The CEO of the Baffin Fisheries Coalition, Gerry Ward, says a CBC news story broadcast earlier this week – alleging that “a foreign government” is gaining access to Arctic fish stocks – is inaccurate on virtually every point.

The story, produced by CBC St. John’s and aired on national radio and television newscasts this past Tuesday and Wednesday, reports that there is “debate over a new plan by Ottawa to subsidize a deal giving a foreign government access to fish stocks inside Canadian waters.”

The story goes on to claim that the Baffin Fisheries Coalition is getting $6 million from the federal government to bring in a vessel that’s partly owned by the Danish-owned Royal Greenland firm to fish turbot in Canadian waters this summer.

Ward says, however, that he has never talked to anyone at Royal Greenland about chartering a vessel to fish the BFC’s 4,000 metric-tonne turbot quota in the northern Davis Strait.

He said that for the 2004 and 2005 fishing seasons, the BFC has chartered a factory-freezer trawler from a company called Nataanaq Fisheries Inc. of St. John’s. The vessel, foreign-owned at one time, has been brought into compliance with Canadian standards, and now sails under a Canadian flag.

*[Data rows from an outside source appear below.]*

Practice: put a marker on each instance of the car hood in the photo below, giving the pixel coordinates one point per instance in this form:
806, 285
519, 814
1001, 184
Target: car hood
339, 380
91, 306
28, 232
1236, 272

Under the deal, the BFC has an option to buy the vessel at the end of the two-year charter period. Ward said that during that time, the BFC will gather and record information about the costs of operating the vessel, to refine its business plan.

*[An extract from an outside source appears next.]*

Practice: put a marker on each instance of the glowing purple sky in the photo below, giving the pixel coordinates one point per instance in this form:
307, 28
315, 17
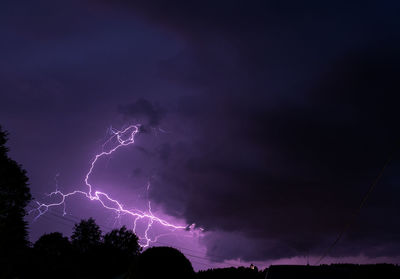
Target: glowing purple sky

The acquisition of a factory-freezer trawler for Nunavut, to give Nunavummiut better control of their fishery, is one of the BFC’s main long-term goals. To pay for it, they’ll partly use royalty money they earn by hiring outside vessels to fish their turbot quota.

As for the $6 million “subsidy,” Ward says that’s actually a Nunavut-wide training grant application that the BFC submitted to Human Resources Development Canada in 2003, to get money for use in training Nunavummiut for fisheries jobs. Ward says the HRDC grant proposal has nothing to do with the trawler they’ve chartered to fish their quota this year.

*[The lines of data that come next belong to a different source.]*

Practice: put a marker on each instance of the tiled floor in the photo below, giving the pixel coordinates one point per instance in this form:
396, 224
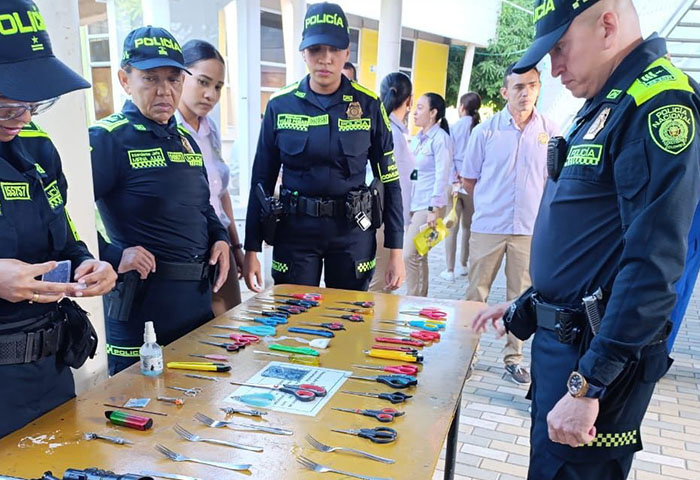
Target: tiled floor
494, 425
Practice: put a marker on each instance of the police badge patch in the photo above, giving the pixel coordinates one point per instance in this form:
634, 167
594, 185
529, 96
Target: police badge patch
672, 128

“We’re here to build a Nunavut fishery, period,” Ward said.

Some of the information in the CBC story is attributed to Gus Etchegary, a former executive with Fisheries Products International who is now a well-known fisheries activist in Newfoundland.

Known derisively as “Captain Canada,” Etchegary is best known for his long and loud denunciations of foreign fishing vessels which operate just outside the 200-mile zone that Canada controls.

Ward says he believes the CBC story was planted by fishing interests in Newfoundland who don’t like Ottawa’s decision to award 100 per cent of the turbot quota in northern Davis Strait (divison 0A), to Nunavut.